Il dialogo tra Gesù e la donna non è solo il dialogo tra uno che rifiuta (Gesù) e una che insiste per avere un miracolo (la donna), ma è un vero e proprio dialogo sul senso della missione di Gesù.

Per chi è venuto Gesù? Innanzitutto per il suo popolo, ma – ci dice questo racconto, se arriviamo fino alla fine – anche per chiunque abbia fede in lui. Ecco perché ha vinto la fede.

Gesù lo scopre qui, grazie a questo incontro? Prima lo aveva del tutto escluso? Dalle parole che dice alla donna sembra di sì, eppure aveva già guarito il figlio di un centurione romano, anche lui pagano… Ma sappiamo che i vangeli non sono un libro di matematica, in cui tutti i calcoli devono tornare…

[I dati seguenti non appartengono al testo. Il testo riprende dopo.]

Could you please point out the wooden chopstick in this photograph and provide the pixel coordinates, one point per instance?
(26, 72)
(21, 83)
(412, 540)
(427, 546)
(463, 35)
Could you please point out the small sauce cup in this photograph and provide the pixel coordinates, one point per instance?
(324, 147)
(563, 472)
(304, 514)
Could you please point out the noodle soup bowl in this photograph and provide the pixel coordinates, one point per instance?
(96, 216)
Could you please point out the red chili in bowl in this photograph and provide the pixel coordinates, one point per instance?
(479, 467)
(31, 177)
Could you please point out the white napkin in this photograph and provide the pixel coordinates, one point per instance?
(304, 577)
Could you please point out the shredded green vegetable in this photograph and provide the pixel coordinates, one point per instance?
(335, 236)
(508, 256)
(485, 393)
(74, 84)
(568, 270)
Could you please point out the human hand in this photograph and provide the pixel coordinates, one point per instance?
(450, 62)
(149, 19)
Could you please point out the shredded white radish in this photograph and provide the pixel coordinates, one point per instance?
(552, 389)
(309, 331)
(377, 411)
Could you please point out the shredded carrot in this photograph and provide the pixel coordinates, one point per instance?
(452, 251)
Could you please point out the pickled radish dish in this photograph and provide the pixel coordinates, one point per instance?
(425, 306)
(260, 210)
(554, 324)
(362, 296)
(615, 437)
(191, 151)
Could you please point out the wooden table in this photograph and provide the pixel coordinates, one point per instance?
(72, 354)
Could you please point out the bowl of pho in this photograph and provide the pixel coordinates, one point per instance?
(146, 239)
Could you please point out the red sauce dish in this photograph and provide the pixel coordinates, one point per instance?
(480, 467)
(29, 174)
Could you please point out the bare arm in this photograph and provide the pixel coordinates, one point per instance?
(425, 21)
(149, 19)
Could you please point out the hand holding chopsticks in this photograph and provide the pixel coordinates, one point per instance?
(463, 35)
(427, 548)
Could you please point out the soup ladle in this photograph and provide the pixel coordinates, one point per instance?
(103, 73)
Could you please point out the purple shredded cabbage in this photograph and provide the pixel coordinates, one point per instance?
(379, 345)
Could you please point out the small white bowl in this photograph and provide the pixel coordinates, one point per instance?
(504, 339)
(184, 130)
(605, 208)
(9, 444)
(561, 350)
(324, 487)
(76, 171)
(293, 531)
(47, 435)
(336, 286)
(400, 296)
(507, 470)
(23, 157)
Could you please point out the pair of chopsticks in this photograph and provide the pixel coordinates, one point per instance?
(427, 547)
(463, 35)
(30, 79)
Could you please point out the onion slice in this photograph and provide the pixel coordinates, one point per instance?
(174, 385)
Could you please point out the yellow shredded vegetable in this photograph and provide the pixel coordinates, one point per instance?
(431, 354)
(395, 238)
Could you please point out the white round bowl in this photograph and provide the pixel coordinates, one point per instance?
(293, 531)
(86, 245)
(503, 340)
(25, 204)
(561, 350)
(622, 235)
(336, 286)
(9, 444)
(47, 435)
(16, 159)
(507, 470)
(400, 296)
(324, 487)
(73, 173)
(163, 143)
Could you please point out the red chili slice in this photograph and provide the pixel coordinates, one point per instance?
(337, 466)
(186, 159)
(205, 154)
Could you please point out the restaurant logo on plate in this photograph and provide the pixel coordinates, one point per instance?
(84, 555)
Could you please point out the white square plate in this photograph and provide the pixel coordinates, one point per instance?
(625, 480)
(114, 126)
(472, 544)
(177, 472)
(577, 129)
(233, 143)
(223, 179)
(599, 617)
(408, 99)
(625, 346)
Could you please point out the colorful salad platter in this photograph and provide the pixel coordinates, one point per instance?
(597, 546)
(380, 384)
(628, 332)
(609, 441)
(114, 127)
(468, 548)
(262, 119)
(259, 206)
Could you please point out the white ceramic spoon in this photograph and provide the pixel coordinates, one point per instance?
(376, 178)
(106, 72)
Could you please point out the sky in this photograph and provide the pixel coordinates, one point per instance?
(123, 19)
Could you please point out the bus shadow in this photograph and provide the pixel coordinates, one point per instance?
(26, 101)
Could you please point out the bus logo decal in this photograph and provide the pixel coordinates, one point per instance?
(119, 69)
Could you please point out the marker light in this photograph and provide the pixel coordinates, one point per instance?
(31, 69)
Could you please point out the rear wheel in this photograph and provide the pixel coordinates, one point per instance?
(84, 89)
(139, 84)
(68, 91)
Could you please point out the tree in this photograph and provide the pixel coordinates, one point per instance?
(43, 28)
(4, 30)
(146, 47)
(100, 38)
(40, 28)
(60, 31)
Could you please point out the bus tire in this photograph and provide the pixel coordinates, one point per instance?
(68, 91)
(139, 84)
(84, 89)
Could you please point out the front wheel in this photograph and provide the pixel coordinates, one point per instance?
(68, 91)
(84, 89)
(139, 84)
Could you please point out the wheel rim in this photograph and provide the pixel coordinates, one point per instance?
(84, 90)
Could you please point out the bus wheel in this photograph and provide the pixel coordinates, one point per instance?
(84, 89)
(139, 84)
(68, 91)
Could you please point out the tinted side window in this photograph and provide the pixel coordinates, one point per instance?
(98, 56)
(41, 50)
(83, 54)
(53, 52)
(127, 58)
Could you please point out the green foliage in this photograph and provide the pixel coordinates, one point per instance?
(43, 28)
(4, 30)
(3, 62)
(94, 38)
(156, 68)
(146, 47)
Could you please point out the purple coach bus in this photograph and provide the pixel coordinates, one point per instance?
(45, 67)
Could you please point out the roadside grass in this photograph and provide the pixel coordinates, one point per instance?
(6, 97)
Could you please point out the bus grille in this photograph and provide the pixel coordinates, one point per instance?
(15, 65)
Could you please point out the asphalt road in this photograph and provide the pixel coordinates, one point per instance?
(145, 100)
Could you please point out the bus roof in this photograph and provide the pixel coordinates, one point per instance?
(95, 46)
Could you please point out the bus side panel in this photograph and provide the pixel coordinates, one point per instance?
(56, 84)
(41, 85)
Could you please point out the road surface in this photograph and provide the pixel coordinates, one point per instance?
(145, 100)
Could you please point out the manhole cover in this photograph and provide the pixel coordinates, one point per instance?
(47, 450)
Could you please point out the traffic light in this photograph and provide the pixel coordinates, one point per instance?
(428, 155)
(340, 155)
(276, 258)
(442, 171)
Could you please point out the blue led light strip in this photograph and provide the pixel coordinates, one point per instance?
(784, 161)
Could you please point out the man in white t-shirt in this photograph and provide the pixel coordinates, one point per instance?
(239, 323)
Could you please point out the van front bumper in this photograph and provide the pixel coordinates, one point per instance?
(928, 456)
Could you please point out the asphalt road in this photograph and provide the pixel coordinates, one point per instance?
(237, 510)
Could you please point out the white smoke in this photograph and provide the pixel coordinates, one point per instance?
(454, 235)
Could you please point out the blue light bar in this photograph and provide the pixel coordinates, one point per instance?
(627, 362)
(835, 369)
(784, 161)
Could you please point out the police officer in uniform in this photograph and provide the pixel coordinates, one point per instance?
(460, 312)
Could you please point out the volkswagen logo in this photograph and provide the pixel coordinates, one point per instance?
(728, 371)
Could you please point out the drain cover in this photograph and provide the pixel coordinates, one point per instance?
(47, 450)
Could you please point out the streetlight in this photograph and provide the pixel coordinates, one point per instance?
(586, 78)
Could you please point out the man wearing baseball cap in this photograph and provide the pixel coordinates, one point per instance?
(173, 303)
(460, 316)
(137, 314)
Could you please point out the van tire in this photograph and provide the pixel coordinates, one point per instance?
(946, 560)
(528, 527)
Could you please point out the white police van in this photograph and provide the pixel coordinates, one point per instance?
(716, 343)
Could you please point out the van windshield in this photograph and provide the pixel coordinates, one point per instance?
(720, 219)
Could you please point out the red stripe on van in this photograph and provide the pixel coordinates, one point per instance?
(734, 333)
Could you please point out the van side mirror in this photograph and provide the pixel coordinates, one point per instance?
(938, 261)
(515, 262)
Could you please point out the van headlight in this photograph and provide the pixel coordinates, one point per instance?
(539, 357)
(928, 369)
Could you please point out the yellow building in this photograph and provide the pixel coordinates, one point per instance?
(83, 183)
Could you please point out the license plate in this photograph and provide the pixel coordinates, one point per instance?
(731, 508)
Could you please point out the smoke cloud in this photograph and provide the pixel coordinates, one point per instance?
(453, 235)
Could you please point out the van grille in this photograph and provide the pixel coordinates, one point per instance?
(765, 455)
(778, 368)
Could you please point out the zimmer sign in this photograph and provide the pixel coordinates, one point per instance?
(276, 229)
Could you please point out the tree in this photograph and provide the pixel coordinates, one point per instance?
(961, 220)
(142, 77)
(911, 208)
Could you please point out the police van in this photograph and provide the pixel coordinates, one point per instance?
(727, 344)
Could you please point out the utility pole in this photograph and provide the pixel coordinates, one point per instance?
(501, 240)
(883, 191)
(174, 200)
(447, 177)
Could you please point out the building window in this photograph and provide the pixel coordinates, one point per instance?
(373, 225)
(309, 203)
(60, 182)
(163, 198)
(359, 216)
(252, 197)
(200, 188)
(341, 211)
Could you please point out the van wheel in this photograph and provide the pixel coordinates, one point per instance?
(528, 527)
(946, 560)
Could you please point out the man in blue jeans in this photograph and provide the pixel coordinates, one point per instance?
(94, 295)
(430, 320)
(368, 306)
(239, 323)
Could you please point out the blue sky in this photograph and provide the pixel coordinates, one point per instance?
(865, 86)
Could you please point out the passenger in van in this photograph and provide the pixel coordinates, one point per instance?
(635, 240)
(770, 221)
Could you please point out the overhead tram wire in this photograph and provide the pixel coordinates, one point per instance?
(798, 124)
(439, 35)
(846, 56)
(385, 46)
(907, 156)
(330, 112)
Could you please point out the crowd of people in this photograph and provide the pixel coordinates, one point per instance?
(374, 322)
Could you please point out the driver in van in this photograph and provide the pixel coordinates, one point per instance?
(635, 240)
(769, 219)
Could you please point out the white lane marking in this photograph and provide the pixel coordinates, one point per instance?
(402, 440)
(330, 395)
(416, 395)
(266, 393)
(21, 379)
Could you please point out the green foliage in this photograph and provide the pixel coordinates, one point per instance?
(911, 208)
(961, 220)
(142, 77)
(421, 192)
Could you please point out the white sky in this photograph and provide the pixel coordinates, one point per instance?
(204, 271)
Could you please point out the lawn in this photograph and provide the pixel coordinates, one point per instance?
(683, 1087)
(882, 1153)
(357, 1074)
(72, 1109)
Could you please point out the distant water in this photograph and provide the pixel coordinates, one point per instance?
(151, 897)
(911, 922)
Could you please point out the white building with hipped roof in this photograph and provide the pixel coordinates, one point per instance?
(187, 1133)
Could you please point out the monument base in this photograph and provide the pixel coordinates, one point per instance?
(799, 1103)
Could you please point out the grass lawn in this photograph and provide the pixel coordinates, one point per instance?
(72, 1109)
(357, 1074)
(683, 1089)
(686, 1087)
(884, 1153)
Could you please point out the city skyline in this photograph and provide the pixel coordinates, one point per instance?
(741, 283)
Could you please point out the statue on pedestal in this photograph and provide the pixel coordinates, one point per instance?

Grande è la tua fede!” Non importa a che popolo appartieni, non importa la storia, la discendenza, la tradizione… Non importa nemmeno se sei donna o uomo, perché è significativo che in questo racconto sia una donna a parlare con Gesù, una donna non parlava in pubblico con un uomo… E lei non solo parla, ma dialoga, ribatte, insiste… perché grande è la sua fede.

Grande è la fede di chi pensa che bastano le briciole della grazia, le briciole dell’immenso amore di Gesù per essere salvati, liberati, guariti.

Riceviamo una lezione di fede da questa donna, una lezione di fede e di teologia. La riceve anche Gesù questa lezione, a quanto pare…

La grazia di Dio è per chiunque ha fede, per chiunque ha fede sono i doni di Dio. Tutto il resto non conta, il genere, la classe, il popolo, la provenienza, la cultura… solo la fede.

Questa lezione ci dà oggi questa donna, questa lezione ci dà la Parola di Dio attraverso questa donna. Ci dia il Signore di impararla e non dimenticarla e ci dia soprattutto una briciola della grande fede della donna cananea.